I'm

from a “good” neighborhood. You know, the kind of neighborhood that’s a destination. When we get out of the hood. When we have kids. When we have some money.

When, when, when.

The house I grew up in is the house where my mom grew up. It’s where my uncles snuck weed and girls, where I learned that Teena Marie was white. My family were the first Black people on the block. The only. The ones being chased home from school, the ones punching white boys in the face for casually calling them nigger and laughing about it.

My maternal grandfather came to Philadelphia when he was 5 or 6, from Orangeburg, South Carolina. He was one of seven children. The goal for he and his siblings was to graduate high school. In a social landscape where Black achievement was typically met with violence, this was a big deal. Though I don’t have all the information, it was always understood that getting away from white people down south was the right kind of gamble. My maternal grandmother was born in Philadelphia to parents who’d come north well before she was even thought of. They bought a house in The Black Bottom, they went to a holiness church and were Good Colored People. They would join Jesus one day. When, when, when.

I was rooted in when, and when was the promise of arrival at the place where I might finally be free. Free of what, I was never sure. It was a destination, regardless. Maybe free was the place or thing my great-grandparents sought when they came here.

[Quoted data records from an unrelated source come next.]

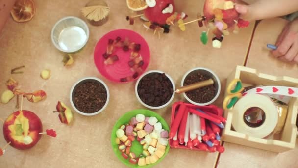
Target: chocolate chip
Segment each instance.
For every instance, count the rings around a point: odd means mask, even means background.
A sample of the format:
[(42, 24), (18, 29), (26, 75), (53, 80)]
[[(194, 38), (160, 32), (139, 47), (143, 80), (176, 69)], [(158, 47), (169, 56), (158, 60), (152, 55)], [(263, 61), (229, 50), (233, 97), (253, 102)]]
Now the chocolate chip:
[(97, 81), (90, 80), (81, 82), (75, 86), (73, 101), (78, 110), (91, 113), (101, 109), (107, 98), (107, 91), (103, 85)]
[[(211, 77), (199, 73), (188, 75), (184, 81), (184, 85), (187, 85), (207, 80)], [(216, 94), (216, 88), (214, 85), (200, 88), (185, 93), (186, 96), (195, 102), (205, 103), (211, 101)]]
[(164, 74), (147, 74), (138, 85), (138, 94), (141, 100), (151, 106), (160, 106), (167, 103), (173, 93), (172, 83)]

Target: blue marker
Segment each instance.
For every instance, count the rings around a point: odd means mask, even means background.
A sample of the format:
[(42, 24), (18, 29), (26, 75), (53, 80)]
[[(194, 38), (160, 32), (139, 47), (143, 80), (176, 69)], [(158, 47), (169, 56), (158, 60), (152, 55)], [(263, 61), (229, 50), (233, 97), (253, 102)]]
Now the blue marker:
[(277, 49), (277, 46), (273, 44), (267, 44), (267, 48), (271, 50), (275, 50)]

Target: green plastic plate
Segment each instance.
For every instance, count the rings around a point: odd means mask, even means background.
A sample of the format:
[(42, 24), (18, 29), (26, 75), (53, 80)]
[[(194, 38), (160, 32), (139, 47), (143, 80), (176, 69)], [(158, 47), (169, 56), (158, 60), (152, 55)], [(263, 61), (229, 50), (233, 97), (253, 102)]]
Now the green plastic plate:
[[(134, 165), (130, 163), (130, 162), (129, 162), (129, 158), (125, 159), (122, 155), (121, 155), (121, 152), (118, 149), (118, 145), (116, 143), (115, 141), (116, 138), (116, 131), (119, 128), (121, 125), (129, 123), (130, 121), (130, 119), (133, 117), (135, 117), (138, 114), (144, 114), (146, 117), (155, 116), (158, 120), (158, 122), (160, 122), (161, 123), (162, 128), (169, 131), (169, 126), (166, 121), (156, 113), (148, 110), (134, 110), (126, 112), (116, 122), (113, 128), (113, 130), (112, 131), (112, 134), (111, 135), (111, 143), (112, 144), (112, 147), (113, 147), (114, 152), (118, 159), (124, 164), (131, 168), (150, 168), (158, 164), (165, 158), (166, 155), (167, 155), (168, 152), (169, 152), (169, 149), (170, 149), (169, 144), (168, 144), (168, 146), (167, 146), (167, 148), (166, 148), (165, 154), (161, 158), (158, 159), (157, 162), (153, 164), (140, 166), (138, 166), (137, 164), (136, 165)], [(135, 153), (137, 156), (139, 156), (143, 151), (143, 146), (137, 141), (136, 139), (136, 140), (132, 142), (132, 145), (130, 148), (130, 151), (132, 152)]]

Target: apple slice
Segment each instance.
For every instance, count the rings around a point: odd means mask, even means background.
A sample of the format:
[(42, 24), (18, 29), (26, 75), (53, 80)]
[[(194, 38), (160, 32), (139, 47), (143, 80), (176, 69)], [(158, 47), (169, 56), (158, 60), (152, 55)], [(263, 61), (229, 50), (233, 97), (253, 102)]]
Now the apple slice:
[(60, 101), (58, 102), (56, 109), (57, 111), (53, 112), (59, 112), (58, 116), (60, 121), (63, 123), (69, 124), (73, 120), (73, 113), (71, 109)]

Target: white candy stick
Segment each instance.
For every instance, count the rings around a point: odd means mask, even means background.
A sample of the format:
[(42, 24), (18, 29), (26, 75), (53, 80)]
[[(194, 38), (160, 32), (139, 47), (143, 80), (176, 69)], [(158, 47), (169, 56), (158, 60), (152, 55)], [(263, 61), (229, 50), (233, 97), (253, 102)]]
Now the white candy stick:
[(202, 142), (202, 131), (201, 130), (201, 118), (199, 116), (196, 115), (197, 119), (197, 127), (198, 132), (197, 133), (197, 138), (200, 142)]
[(175, 136), (174, 136), (174, 137), (173, 137), (173, 140), (177, 140), (177, 136), (178, 136), (178, 130), (177, 130), (177, 131), (176, 131), (176, 134), (175, 134)]
[(198, 124), (197, 124), (197, 117), (195, 114), (191, 114), (190, 116), (189, 122), (189, 136), (192, 140), (197, 138), (197, 132), (198, 132)]
[(184, 134), (184, 142), (185, 142), (185, 146), (187, 146), (188, 142), (188, 136), (189, 134), (189, 112), (187, 115), (187, 121), (186, 121), (186, 126), (185, 127), (185, 134)]

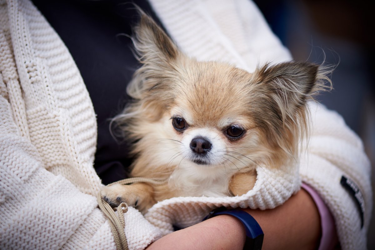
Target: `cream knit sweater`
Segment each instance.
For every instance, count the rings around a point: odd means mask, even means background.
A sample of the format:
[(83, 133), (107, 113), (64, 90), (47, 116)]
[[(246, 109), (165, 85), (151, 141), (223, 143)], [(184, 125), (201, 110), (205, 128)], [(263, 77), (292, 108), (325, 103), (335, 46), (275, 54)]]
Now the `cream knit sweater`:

I thought free was my first solo apartment: a $500 studio in a neighborhood that had enough Black folks in it to feel like home. My neighborhood, Cedar Park, lay between the purportedly rough parts of West and Southwest Philadelphia. If someone had told me in 2006 that I wouldn’t be able to afford the rent in this neighborhood, I would have laughed in their face. I didn’t understand what it meant that my white neighbors crept west of 43rd street, away from their beloved Clark Park.

I moved closer to Penn’s campus, where there was all this “revitalization” happening. I left for NYC in early 2010. My search for housing introduced me to the word, the practice, the specter of gentrification. I didn’t get calls back once they realized the last name Voss belonged to a Black woman. I bounced around for two-and-a-half years before I found a long-term home. Brooklyn went from $600 to $700. From $700 to needing to leave the borough altogether. It felt like the biggest push. Nothing I could possibly do felt like enough.

I migrated to Washington Heights and took a shitty room rental from someone who a year later decided to throw me out. I was working two part-time jobs and trying to make the most of a place that every day became less home-like to me. I managed to work it out. I found couches, one-month sublets here and there one summer in a gorgeous East Harlem hi-rise as the property management company was in the process of renaming the neighborhood Lexington Heights. It was as if the words El Barrio weren’t plastered across everything within five blocks. I felt restless even as I settled into my last NYC apartment: how long before there was more than cow’s milk in the bodega? Would I find the supermarket across the street Yelp reviewed out of existence? The questions never stopped. The city’s change never stopped, either.

I was watching the erasure of my new home as I lived there.

Now, I’m back in Philadelphia—my hometown, fraught with tensions old and new. I live in 2018 Cedar Park, a destination. It’s brunch friendly, dog friendly, family friendly, and white-guilt friendly. My old block hasn’t got a single Black homeowner on it anymore. There are always opportunities to meet my neighbors that I never seem to get to. As a 153 unit building goes up on 52nd street, what does that mean for my friends in the neighborhood? How does that change the perception of my teenage neighbor? Is he a threat to someone who’s never lived this close to Black people? In the 100 years since the Great Migration started, what’s different for Black Americans, if anything at all? We are still forced to flee our homes due to white supremacist violence, preventing the multi-generational making of stable communities. Sometimes you don’t wanna leave, but where is “home”? Where do we go from here?